To understand the WHO disinformation campaign on tobacco, one has to know and accept the fact that tobacco products are not always inherently dangerous to health. The dangers of tobacco are directly related to the how the product is used -- and how often.
Generally speaking, before cigarettes were introduced (which happened mainly in the first two decades of the twentieth century, with a huge surge in use after WWI), tobacco was used in a relatively safe manner. With pipes, cigars, and "chew," the health risks were real but in most cases small. Certainly there were exceptions (yes, the premature death of President Ulysses Grant was directly attributable to his habitual use of cigars), but in most cases tobacco in the pre-cigarette days did not cause substantial morbidity and mortality -- and it rarely caused systemic diseases like lung cancer, emphysema, and heart disease. The fact that portable matches were not widely available until early in the twentieth century limited the use of pipes and cigars, which were most likely lit by fires and candles after dinner.
The cigarette and pocket matches changed all of that. Cigarettes could be smoked during all waking hours -- and they were inhaled, dramatically increasing the risk of systemic diseases in the lungs, cardiovascular system, and beyond.
Thus for the WHO to prepare a purportedly educational document stating that _all_ tobacco is harmful in any form without mentioning dose (frequency of use) and form (cigarettes versus other forms of tobacco) is irresponsible and outrageous.
The publication blatantly tells the occasional cigar and/or pipe users that any use of this product puts him/her at risk of lung and oral cancers. Surely, if one smokes cigars in the same way as one does cigarettes -- round the clock, regularly inhaling -- one assumes the same risks as a cigarette smoker. But smoking a celebratory cigar or occasionally smoking a pipe pose very little health risk. WHO never states that truth.

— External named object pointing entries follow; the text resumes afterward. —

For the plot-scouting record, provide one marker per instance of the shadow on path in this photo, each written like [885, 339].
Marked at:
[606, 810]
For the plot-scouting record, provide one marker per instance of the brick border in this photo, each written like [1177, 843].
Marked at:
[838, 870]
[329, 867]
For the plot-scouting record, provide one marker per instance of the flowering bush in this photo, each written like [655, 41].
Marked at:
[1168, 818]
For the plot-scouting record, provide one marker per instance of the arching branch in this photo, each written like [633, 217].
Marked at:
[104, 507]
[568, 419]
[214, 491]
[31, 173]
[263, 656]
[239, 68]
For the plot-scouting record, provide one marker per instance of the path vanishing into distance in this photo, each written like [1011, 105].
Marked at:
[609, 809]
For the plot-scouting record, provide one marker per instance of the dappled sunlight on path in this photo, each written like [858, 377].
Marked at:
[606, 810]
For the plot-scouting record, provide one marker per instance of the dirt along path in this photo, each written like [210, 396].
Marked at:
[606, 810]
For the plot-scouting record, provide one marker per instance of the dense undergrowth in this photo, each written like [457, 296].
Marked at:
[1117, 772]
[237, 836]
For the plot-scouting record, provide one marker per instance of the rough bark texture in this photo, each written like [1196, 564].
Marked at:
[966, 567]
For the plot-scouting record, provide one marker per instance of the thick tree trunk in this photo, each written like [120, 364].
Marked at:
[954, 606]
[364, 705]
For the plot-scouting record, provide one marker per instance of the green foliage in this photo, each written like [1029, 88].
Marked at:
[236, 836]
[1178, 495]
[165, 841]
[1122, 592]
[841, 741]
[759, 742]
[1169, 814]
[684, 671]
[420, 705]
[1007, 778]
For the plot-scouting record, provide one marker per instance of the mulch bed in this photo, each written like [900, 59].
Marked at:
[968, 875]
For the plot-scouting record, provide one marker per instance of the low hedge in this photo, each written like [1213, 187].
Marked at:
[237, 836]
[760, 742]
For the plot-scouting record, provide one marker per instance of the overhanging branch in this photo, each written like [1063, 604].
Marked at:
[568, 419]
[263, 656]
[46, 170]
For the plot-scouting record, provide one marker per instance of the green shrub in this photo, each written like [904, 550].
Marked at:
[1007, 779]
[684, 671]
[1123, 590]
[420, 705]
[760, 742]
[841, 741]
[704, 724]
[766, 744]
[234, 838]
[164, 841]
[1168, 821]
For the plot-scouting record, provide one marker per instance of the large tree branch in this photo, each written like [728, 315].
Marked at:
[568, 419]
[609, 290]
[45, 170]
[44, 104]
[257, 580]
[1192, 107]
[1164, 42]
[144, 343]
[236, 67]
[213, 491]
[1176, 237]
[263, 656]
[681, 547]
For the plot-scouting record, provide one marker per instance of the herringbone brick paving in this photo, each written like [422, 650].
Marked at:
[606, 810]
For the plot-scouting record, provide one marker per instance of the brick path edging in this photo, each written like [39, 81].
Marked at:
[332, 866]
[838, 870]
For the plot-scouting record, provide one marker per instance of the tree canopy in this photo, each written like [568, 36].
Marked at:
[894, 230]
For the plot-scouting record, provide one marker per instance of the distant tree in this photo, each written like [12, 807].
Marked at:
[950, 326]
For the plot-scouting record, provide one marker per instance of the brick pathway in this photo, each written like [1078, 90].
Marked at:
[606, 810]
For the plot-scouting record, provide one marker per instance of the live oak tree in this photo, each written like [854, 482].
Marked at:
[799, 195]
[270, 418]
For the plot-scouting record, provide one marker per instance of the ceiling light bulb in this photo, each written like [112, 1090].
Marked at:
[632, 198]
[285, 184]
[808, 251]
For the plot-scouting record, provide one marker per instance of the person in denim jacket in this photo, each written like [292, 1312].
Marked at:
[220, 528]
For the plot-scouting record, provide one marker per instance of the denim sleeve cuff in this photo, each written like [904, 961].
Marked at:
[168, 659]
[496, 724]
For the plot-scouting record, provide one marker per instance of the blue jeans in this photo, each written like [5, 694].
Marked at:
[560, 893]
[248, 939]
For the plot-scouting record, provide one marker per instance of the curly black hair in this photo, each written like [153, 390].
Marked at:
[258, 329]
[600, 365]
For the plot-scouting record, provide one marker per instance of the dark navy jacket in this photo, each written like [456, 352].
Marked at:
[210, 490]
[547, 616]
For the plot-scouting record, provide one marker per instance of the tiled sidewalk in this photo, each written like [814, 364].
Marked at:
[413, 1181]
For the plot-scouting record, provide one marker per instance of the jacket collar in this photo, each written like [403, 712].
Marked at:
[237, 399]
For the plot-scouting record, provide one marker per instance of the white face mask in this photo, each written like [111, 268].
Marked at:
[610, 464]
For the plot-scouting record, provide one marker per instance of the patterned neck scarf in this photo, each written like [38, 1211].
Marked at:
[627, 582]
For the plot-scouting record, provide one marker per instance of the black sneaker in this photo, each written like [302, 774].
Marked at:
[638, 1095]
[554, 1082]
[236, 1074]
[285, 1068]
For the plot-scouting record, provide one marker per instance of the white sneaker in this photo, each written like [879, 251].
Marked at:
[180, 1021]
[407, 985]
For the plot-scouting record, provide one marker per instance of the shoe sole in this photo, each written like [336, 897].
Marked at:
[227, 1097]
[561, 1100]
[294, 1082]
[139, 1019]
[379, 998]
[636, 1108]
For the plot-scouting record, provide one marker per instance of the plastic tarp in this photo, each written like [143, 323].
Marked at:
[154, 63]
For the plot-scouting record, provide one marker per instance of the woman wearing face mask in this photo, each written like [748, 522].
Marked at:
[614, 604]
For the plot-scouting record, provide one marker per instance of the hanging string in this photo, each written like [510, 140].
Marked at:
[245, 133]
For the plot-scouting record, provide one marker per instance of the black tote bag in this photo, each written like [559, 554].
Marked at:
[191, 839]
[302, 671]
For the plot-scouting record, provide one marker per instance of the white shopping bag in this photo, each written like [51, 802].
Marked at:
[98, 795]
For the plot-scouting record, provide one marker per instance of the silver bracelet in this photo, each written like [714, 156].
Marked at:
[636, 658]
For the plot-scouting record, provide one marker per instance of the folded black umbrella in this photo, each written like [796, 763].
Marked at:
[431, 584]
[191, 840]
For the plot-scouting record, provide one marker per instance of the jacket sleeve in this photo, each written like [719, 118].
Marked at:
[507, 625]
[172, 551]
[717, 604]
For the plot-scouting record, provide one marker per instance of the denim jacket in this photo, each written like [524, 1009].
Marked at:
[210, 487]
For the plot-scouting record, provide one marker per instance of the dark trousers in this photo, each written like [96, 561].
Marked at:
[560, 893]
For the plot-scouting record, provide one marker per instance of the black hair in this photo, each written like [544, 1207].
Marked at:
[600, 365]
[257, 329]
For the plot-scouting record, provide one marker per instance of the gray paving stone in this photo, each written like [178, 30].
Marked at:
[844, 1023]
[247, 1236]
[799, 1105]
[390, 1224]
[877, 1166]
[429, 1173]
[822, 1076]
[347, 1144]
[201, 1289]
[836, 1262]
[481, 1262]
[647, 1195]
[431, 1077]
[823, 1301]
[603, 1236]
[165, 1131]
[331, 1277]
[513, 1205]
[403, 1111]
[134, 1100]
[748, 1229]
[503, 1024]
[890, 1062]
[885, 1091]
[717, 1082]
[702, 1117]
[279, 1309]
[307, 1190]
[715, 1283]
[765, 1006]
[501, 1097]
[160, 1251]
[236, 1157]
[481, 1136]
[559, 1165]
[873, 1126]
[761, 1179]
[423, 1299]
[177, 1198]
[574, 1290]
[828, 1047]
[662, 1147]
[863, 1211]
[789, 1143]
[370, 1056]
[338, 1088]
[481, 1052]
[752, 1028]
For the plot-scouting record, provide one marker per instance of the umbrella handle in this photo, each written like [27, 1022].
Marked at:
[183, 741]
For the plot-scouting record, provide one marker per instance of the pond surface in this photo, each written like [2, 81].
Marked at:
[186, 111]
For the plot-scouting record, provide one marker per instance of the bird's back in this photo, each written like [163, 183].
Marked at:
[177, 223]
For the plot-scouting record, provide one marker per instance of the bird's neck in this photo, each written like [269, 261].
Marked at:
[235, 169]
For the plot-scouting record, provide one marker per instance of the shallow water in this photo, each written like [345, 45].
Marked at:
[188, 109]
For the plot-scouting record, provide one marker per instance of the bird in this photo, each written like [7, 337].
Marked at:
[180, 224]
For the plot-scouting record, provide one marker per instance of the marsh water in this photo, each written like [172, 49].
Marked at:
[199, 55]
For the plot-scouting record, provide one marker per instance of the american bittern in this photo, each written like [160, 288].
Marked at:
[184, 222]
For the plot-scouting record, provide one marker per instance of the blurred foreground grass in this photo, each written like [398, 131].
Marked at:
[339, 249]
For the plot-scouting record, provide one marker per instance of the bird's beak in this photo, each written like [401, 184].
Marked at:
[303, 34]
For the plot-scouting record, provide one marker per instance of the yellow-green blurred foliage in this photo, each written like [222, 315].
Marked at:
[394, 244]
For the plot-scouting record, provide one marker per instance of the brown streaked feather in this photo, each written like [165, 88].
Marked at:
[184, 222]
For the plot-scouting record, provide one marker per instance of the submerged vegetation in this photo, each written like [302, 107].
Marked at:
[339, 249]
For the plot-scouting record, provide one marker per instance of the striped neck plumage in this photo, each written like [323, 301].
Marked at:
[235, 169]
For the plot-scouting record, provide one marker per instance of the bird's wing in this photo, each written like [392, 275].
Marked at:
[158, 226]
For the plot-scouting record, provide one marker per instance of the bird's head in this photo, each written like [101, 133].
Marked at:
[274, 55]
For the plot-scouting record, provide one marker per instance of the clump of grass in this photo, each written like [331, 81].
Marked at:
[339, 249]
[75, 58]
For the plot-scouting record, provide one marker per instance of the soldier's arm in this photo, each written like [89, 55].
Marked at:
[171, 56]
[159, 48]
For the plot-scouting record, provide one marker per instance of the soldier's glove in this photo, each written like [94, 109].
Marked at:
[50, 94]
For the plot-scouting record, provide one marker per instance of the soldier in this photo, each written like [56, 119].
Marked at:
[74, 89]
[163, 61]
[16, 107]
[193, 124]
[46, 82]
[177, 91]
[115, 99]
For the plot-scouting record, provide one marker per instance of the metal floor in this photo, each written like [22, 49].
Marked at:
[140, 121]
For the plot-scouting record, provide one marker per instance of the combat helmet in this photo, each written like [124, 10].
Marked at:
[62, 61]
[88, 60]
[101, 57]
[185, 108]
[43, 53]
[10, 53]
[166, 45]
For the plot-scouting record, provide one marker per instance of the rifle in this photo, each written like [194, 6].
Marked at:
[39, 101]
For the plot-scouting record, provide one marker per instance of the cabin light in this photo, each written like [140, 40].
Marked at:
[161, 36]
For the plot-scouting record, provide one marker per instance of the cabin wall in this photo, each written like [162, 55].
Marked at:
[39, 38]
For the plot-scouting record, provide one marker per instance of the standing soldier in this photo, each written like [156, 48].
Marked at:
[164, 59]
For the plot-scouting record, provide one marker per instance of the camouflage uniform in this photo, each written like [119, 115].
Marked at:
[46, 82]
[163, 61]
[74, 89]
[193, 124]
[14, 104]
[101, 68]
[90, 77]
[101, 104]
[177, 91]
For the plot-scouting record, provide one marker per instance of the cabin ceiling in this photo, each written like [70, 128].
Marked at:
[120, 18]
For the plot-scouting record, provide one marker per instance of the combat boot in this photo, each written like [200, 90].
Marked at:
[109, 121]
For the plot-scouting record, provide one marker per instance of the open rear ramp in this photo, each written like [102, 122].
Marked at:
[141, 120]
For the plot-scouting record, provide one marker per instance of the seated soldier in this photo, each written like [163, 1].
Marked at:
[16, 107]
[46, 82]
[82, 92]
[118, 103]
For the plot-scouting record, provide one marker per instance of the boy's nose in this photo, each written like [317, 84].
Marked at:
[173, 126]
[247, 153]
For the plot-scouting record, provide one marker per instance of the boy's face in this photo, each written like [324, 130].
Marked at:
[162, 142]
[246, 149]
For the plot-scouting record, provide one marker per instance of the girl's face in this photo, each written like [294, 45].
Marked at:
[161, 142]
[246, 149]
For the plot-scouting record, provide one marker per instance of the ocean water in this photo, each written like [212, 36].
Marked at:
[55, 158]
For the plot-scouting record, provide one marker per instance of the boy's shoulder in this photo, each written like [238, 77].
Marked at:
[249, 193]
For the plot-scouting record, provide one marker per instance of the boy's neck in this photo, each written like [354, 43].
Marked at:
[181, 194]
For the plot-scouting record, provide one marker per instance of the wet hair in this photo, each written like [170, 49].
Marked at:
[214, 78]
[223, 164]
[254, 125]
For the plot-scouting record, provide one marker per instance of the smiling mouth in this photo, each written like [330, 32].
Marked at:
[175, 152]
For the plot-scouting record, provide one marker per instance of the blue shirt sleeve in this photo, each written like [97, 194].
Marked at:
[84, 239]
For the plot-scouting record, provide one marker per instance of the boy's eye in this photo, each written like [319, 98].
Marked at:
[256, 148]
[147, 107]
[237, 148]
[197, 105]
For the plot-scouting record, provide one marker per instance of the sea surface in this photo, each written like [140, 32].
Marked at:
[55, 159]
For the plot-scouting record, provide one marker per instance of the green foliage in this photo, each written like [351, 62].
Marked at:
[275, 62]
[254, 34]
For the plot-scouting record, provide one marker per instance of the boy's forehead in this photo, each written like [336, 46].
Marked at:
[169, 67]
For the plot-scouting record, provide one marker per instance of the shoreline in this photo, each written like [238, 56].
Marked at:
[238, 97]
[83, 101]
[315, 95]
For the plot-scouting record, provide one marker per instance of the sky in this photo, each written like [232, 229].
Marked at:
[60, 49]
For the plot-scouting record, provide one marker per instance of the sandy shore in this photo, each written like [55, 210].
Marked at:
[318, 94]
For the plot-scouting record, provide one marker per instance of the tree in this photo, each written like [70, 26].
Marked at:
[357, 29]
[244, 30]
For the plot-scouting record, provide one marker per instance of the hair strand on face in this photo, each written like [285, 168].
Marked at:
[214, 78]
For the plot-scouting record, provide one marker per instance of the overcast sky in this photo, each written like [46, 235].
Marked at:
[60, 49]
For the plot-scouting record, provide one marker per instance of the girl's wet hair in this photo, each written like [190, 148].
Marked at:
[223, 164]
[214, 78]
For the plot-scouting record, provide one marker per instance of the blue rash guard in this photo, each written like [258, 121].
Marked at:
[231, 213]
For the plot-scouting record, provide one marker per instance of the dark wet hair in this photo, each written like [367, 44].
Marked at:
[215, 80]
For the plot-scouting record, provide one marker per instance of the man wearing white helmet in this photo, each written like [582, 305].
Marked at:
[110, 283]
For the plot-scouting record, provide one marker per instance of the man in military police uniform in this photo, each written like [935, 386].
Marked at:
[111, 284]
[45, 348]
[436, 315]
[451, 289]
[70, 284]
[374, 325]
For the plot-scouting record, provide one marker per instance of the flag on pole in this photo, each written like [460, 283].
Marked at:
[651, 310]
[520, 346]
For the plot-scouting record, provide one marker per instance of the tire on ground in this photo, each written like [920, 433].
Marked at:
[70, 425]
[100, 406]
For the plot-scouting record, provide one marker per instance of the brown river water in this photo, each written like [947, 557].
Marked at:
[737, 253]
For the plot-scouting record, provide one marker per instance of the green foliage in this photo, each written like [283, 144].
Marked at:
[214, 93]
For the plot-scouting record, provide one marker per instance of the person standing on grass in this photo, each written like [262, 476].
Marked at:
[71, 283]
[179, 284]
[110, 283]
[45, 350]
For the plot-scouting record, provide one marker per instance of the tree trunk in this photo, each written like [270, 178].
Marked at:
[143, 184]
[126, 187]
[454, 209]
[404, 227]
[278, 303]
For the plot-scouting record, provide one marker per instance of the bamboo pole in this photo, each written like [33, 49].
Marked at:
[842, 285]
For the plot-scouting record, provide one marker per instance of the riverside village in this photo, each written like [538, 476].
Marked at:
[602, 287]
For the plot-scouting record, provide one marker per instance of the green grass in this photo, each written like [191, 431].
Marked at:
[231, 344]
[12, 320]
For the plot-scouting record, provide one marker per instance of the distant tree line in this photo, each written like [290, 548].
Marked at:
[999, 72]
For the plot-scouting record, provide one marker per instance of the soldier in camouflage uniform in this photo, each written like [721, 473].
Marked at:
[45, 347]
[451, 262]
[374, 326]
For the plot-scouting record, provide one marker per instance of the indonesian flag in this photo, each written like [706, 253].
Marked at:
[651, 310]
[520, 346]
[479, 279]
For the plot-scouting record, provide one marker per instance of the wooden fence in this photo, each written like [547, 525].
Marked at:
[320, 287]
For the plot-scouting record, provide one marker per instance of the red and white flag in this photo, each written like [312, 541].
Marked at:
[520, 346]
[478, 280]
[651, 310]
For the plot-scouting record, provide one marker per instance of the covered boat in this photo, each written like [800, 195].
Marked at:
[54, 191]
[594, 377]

WHO condemns all forms of smokeless tobacco, lamenting that this product is used widely in Scandinavia and increasingly in the United States. What the health agency did not reveal is that the use of smokeless tobacco in Sweden and other countries -- as a form of harm reduction for addicted cigarette smokers -- led to a precipitous decline in lung cancer. WHO omits data showing that encouraging a switch from cigarettes to smokeless can save countless lives among those who are addicted to smoking and have not been able to quit with other approaches. WHO rejecting smokeless as a means of harm reduction is saying to the smoker: quit or die -- you have no alternative.
The document is shameless in other ways as well. For example, seeking to terrify people about cigarettes, the agency reproduces an Australian anti-smoking ad blaring the message that there are toxic chemicals in cigarettes, citing specifically DDT, ammonia (which they helpfully remind us is a floor cleaner), acetone ("a paint stripper"), methanol ("rocket fuel"), and arsenic ("white ant poison"). This is outrageous. It is not the mere presence of the trace levels of chemicals that make cigarettes deadly -- it is the lighting, burning, and inhalation that wreaks havoc with health. Why WHO felt compelled to use baseless hype to scare us is a mystery given that there is already overwhelming and irrefutable evidence from countless epidemiological studies confirming the unprecedented health hazards of cigarette smoking.
WHO threatens the credibility of the whole public health profession. Physicians and scientists who know better should demand that WHO correct the record, emphasizing the unique and spectacular dangers of cigarette smoking -- and the much less significant risks of other forms of tobacco use -- presenting risks on a spectrum from negligible risk to severe risk. The best way to lose an argument is to overstate it. And by telling consumers that there is no safe level of exposure to tobacco WHO has indeed lost its argument.
Dr. Elizabeth M. Whelan is president of the American Council on Science and Health (ACSH.org, HealthFactsAndFears.com).